How do i solve this question. I'm attempting to teach myself at the moment so any help will be appreciated.

As far as i'm aware the equivalence class of a is the set of all elements x in A, such that x is related to a by r.

• just like you said, which are the elements that $1$ is related to, for example? May 20, 2019 at 2:45
• For a equivalence relation, the relation itself is reflexive ($aRa$ is true), symmetric ($aRb \implies bRa$), and transitive ($aRb, bRc \implies aRc$). All at once. May 20, 2019 at 3:10
• Since (1,1) is in R, 1 is related to itself (and in general x is related to itself, for every equivalence relation).
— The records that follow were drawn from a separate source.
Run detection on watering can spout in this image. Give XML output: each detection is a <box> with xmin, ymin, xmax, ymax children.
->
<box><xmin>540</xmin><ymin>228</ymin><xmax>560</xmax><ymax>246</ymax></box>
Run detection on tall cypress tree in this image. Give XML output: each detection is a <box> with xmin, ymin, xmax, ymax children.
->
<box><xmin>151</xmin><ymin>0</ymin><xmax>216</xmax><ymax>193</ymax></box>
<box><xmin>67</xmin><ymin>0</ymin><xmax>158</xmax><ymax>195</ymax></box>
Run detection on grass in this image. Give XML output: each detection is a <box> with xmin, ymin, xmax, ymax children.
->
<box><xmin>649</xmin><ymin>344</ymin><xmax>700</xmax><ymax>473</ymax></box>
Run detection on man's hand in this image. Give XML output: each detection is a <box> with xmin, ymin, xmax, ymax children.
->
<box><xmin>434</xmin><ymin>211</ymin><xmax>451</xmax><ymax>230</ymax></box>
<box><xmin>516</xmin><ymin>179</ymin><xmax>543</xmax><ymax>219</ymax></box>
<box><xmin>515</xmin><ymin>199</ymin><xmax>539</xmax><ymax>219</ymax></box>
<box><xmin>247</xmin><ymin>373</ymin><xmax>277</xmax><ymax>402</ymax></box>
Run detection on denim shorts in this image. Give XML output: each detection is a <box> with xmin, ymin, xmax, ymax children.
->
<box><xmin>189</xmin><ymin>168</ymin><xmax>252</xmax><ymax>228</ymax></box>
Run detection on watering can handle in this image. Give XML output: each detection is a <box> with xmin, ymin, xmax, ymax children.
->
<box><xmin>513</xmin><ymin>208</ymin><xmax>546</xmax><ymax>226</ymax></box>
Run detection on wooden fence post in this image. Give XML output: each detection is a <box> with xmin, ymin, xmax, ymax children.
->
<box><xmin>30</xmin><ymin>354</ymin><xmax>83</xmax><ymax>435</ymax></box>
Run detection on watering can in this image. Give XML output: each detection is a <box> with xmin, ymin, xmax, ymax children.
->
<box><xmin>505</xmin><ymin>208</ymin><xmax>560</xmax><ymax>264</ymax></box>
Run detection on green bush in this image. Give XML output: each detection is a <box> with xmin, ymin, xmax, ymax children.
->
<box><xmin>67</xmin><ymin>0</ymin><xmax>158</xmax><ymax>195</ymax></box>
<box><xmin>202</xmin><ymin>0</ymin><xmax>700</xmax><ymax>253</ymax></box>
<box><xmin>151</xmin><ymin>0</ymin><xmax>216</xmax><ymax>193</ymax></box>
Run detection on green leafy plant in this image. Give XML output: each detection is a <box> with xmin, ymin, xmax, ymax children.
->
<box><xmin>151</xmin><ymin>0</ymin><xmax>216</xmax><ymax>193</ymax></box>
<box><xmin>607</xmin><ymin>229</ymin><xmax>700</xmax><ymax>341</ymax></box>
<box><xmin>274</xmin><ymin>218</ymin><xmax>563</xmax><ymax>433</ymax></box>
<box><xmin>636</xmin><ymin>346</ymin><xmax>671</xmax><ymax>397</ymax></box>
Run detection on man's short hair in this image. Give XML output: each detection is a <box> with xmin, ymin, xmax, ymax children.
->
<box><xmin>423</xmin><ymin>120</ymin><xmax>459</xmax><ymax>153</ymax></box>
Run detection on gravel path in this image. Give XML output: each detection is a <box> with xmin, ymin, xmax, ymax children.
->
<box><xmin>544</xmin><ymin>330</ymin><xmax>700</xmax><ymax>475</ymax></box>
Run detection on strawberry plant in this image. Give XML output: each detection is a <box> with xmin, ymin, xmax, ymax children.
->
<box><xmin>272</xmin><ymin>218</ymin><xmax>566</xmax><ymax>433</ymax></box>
For the given R, 1 is also related to 2 (and 2 is related to 1). 1 is related to no other elements (apart from 1 and 2). So the equivalence class of 1 is {1,2}. Since 0 is only related to itself, its equivalence class is {0}. All equivalence classes are {0}, {1,2} and {3,4}. Now let me give you a different problem, what are the equivalence classes for the relation Q={(5,6),(6,5),(7,7),(8,8),(5,5),(6,6)}? May 20, 2019 at 13:07

## 2 Answers

The equivalence class of $$x$$, denoted $$[x]$$, is the set of all elements of $$A$$ that are related to $$x$$. More formally, $$[x] = \{y \in A | (x,y) \in R\}$$.

Looking at $$R$$, we see that $$1$$ is related to $$2$$ and $$3$$ is related to $$4$$, so we can ‘combine’ the equivalence classes for $$1$$ and $$2$$, and for $$3$$ and $$4$$. We can ignore all of the other pairs as they are simply the result of the fact that $$R$$ is an equivalence relation—they don’t give us any more information. We have $$[1] = [2]$$ and $$[3] = [4]$$ and so our equivalence classes are

$$[0] = \{0\}$$ $$[1] = \{1,2\}$$ $$[2] = \{1,2\}$$ $$[3] = \{3,4\}$$ $$[4] = \{3,4\}$$

An equivalence relation on $$A$$ induces a partition on $$A$$, so we may also show the equivalence classes by writing

$$\{\{0\},\{1,2\},\{3,4\}\}$$

As you said in the question, we form equivalence classes by finding elements in $$R$$ related to different elements of $$A$$.

So from the relation $$R$$ we find that $$(0,0) \in R \Rightarrow 0 \in [0].$$ Also, $$(1,2) \in R \Rightarrow 2 \in [1]\ \text{and}\ 1 \in [2]$$ etc. Therefore, $$[0] = \{0\}, [1] = \{1,2\}$$ etc.

Here $$[\cdot]$$ denotes an equivalence class and '$$\cdot$$' is the representative of the class.

Can you find other classes like $$[2]$$ and $$[3]$$ from here?

• An equivalence class of an element of $A$ should be a subset of $A$, rather than a set of pairs in $R$. So $[0] = \{0\}$ rather than $\{(0,0)\}$, for example. May 20, 2019 at 3:47
• I just made a blunder, I would correct it now, thanks.